I do wish all this was not so. Unfortunately, it is.
Safe Haskell, a recent extension of GHC, gives a new answer to this question. unsafePerformIO is a part of GHC Haskell, but not a part of the safe dialect.
unsafePerformIO should be used only to build referentially transparent functions; for example, memoization. In these cases, the author of a package marks it as "trustworthy". A safe module can import only safe and trustworthy modules; it cannot import unsafe modules.
For more information: GHC manual, Safe Haskell paper
Haskell is generally referenced as an example of a purely functional language. How can this be justified given the existence of System.IO.Unsafe.unsafePerformIO ?

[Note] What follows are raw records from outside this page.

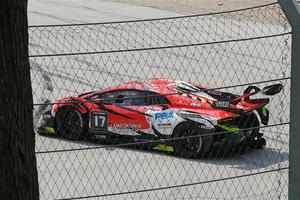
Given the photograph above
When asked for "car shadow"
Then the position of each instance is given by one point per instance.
(251, 159)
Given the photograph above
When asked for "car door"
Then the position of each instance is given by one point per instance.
(126, 111)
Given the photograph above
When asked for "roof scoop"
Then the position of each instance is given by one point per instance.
(272, 89)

Edit: I thought with "purely functional" it was meant that it is impossible to introduce impure code into the functional part of the program.
The IO monad is actually defined in Haskell, and you can in fact see its definition here. This monad does not exist to deal with impurities but rather to handle side effects. In any case, you could actually pattern match your way out of the IO monad, so the existence of unsafePerformIO shouldn't really be troubling to you.